RIO - Quarta maior economia da Ásia, a Coreia do Sul vai perdoar a dívida de cerca de 1,6 milhão de coreanos mais pobres que enfrentam dificuldades para pagar compromissos há mais de dez anos, segundo informações da “BBC”. Com recursos do chamado “Fundo da Felicidade”, o programa é voltado para quem ganha menos de US$ 910 por mês e comprovar que enfrenta obstáculos para pagar dívidas de até cerca de US$ 9 mil por mais de uma década.
Os interessados poderão se inscrever no programa a partir de fevereiro. A expectativa é que possam ser perdoadas o equivalente a US$ 5,7 trilhões em dívidas. Segundo a Comissão de Serviços Financeiros, que vai administrar o esquema, a ideia é ajudar indivíduos a um novo começo com o alívio das dívidas.
O “Fundo da Felicidade” foi estabelecido em 2013, já com o objetivo de ajudar os mais pobres na administração de suas dívidas. Foi parte de uma campanha da ex-presidente Park Geun-hye para reduzir a desigualdade.

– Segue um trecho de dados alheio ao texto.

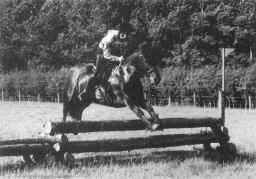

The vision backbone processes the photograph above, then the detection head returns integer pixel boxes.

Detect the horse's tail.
[64,67,80,102]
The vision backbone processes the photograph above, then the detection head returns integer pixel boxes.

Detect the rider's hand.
[118,56,124,63]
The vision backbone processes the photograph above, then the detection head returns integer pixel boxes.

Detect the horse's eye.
[126,67,132,73]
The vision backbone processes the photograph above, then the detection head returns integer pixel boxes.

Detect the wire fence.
[0,89,256,108]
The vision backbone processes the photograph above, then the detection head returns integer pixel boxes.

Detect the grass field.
[0,102,256,179]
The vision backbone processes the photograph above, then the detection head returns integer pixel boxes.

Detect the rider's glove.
[118,56,124,63]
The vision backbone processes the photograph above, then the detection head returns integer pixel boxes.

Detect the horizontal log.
[0,135,67,146]
[0,135,68,146]
[45,118,220,135]
[0,144,52,156]
[62,133,224,153]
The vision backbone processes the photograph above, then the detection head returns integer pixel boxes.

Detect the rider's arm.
[99,30,121,61]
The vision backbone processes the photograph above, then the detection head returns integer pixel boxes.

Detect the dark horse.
[63,52,160,130]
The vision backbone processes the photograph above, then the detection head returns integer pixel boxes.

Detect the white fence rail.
[0,89,256,108]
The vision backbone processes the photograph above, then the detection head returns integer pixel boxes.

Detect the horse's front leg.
[141,102,161,129]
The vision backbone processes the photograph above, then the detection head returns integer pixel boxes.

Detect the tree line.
[0,0,256,100]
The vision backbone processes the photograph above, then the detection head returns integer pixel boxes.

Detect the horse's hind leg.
[112,86,155,130]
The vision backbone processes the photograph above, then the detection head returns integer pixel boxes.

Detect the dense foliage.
[0,0,256,100]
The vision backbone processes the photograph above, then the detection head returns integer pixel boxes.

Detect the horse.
[63,52,160,131]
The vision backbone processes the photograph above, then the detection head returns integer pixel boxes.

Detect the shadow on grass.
[236,153,256,163]
[76,150,200,166]
[0,150,256,175]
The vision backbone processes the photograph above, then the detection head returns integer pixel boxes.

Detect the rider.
[95,23,132,81]
[95,23,135,102]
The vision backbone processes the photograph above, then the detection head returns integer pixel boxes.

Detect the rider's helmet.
[118,22,133,40]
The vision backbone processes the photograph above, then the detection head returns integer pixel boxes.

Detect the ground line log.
[62,133,226,153]
[45,117,220,135]
[0,144,52,156]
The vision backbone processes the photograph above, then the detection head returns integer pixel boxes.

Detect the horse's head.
[122,52,161,84]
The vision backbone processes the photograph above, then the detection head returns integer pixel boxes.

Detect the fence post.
[1,88,4,102]
[57,93,60,104]
[37,93,41,102]
[193,92,196,106]
[168,95,172,106]
[218,91,222,109]
[248,96,252,109]
[18,88,21,103]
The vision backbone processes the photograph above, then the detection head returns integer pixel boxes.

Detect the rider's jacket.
[99,30,122,61]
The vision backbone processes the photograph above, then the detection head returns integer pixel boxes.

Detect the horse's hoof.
[151,123,163,131]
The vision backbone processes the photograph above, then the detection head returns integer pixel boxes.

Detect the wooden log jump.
[62,133,228,153]
[0,144,53,156]
[45,117,221,135]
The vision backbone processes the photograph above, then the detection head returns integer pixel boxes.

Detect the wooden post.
[221,48,225,126]
[168,96,172,106]
[250,47,253,61]
[57,93,60,104]
[37,93,41,102]
[248,96,252,109]
[1,88,4,102]
[193,92,196,106]
[18,88,21,103]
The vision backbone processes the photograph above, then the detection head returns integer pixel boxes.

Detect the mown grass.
[0,103,256,179]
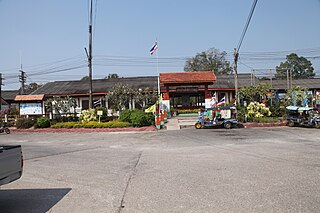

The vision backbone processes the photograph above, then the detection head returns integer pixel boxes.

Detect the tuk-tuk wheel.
[224,122,231,129]
[194,123,201,129]
[288,121,294,127]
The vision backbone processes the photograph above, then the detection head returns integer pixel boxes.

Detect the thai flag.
[93,98,102,106]
[150,42,158,55]
[217,97,226,106]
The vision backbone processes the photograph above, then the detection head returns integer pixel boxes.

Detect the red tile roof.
[14,95,44,101]
[160,71,217,84]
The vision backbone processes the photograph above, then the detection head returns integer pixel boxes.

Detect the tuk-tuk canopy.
[286,106,313,112]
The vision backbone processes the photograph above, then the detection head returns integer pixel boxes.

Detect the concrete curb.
[240,121,287,128]
[10,126,157,133]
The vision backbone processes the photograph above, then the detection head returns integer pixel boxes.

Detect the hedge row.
[51,121,131,129]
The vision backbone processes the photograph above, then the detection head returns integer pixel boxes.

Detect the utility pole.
[287,69,290,91]
[19,65,27,95]
[85,0,92,109]
[233,48,240,103]
[270,69,273,89]
[0,73,3,111]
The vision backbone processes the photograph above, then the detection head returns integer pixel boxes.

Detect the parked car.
[0,145,23,186]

Desde então, já financiou US$ 6,2 trilhões em reestruturação de dívidas.
Em entrevista à “BBC”, o diretor-executivo do Grupo de Pesquisas Ásia-Pacífico, Jasper Kim, classificou o movimento com uma forma de “capitalismo confuciano”, como referência ao filósofo chinês Confúcio:
“É uma forma única de capitalismo confuciano, em que o Estado é frequentemente visto como um protetor patriarcal de seu povo”.
Ele citou que o endividamento das pessoas físicas é um problema importante na Coreia do Sul e ressaltou que o programa não trata diretamente dos casos da classe média e classe mais rica.
Nesta quinta-feira, o Banco Central da Coreia do Sul elevou a taxa de juros no país pela primeira vez desde junho de 2011.